Jeden z największych rywali Jona Jonesa, Daniel Cormier, w trakcie programu na UFC on FOX zareagował na skrócone zawieszenie od USADA za stosowanie dopingu przez Bonesa. Aktualny mistrz dwóch kategorii wagowych nie wydawał się być zainteresowany trzecim pojedynkiem z Jonesem.
Jestem podwójnym mistrzem UFC. Moje szefostwo siedzi właśnie za kulisami i rozmawiam z Wami o tym gościu dlatego, że muszę. Naprawdę on mnie już nie obchodzi.
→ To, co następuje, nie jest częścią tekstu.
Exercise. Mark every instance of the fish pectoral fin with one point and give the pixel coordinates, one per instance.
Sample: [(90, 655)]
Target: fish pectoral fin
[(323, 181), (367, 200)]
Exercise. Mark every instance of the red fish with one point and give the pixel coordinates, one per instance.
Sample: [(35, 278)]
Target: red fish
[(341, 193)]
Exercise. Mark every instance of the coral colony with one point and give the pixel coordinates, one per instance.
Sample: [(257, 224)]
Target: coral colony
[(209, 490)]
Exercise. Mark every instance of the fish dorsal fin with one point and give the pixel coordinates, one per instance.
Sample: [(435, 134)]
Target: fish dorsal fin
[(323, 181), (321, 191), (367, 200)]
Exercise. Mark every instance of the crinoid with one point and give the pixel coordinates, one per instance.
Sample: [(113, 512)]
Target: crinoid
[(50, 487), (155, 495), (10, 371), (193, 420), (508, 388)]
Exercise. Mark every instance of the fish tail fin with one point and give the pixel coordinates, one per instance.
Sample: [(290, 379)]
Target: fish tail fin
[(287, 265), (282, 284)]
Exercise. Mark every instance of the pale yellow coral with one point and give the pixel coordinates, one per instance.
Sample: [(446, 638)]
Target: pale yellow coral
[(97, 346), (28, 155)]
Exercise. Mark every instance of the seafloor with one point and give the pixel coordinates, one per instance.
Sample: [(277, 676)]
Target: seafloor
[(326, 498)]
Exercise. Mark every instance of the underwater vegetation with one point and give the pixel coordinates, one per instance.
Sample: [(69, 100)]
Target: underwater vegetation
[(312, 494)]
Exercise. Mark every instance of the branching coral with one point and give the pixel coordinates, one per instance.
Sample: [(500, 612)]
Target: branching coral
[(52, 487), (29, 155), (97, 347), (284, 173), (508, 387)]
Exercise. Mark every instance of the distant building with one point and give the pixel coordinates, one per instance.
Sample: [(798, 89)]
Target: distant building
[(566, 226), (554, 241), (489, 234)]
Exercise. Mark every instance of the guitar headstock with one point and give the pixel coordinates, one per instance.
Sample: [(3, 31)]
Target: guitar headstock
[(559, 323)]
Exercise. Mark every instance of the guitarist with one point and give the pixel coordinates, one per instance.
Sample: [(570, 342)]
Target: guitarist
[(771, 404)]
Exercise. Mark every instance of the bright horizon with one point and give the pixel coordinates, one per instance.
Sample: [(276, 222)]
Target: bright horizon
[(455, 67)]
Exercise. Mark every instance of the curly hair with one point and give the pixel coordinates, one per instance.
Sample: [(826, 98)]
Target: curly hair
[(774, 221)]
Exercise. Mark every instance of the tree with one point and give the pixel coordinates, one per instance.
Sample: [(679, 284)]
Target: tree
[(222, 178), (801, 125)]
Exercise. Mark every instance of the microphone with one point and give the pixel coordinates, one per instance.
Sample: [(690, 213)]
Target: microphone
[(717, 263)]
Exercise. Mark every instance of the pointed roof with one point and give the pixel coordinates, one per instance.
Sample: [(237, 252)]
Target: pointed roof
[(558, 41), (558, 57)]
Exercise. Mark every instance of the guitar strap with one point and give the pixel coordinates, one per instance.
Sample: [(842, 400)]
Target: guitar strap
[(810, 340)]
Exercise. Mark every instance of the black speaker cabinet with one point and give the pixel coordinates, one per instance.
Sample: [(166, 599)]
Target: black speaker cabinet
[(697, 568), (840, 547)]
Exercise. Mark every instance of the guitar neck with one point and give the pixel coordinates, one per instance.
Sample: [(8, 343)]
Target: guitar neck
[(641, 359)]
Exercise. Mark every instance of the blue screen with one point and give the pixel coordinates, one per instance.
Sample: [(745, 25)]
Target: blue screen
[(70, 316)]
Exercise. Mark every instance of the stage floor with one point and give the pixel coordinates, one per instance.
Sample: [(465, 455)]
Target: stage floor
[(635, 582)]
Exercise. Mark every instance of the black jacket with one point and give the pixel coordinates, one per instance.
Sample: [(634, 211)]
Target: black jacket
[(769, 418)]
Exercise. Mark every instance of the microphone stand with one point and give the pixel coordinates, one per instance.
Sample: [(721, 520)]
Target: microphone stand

Zająłem się swoim biznesem Poszedłem do kategorii wyżej i wygrałem kolejny tytuł. Teraz zawieszenie tego gościa dobiegnie zaraz końca i zobaczymy co się stanie.
Myślę, że ludzie są podekscytowani wizją naszej trzeciej walki, ale ja mam zaplanowane starcie z Brockiem Lesnarem. Czemu miałbym teraz się cofać? Dlaczego miałbym chcieć walki z Jonesem, kiedy mam już zaplanowaną walkę? Oczywiście jako zawodnik chciałbym wygrać z człowiekiem, który dwa razy mnie pokonał, ale mam już przeciwnika. Czemu iść do tyłu? Walka z Brockiem jest większa więc po co miałbym to robić?
Wygląda to teraz tak, jeśli chodzi o USADA – nie mogą przyjść do mojego domu o 6 rano. Po co? Byli już u mnie 15 razy. USADA, nie przychodźcie do mnie. Nie musicie. Nie wpadnę na dopingu, nie popełniam takich błędów. Nie muszę się z niczego tłumaczyć. Ze mną to tak nie działa. 70 razy. Około 70 razy od czasów występów w zapasach byłem testowany i nie popełniłem żadnego błędu. To nie jest takie trudne. Kolejny raz taka sama sytuacja… To jest śmieszne.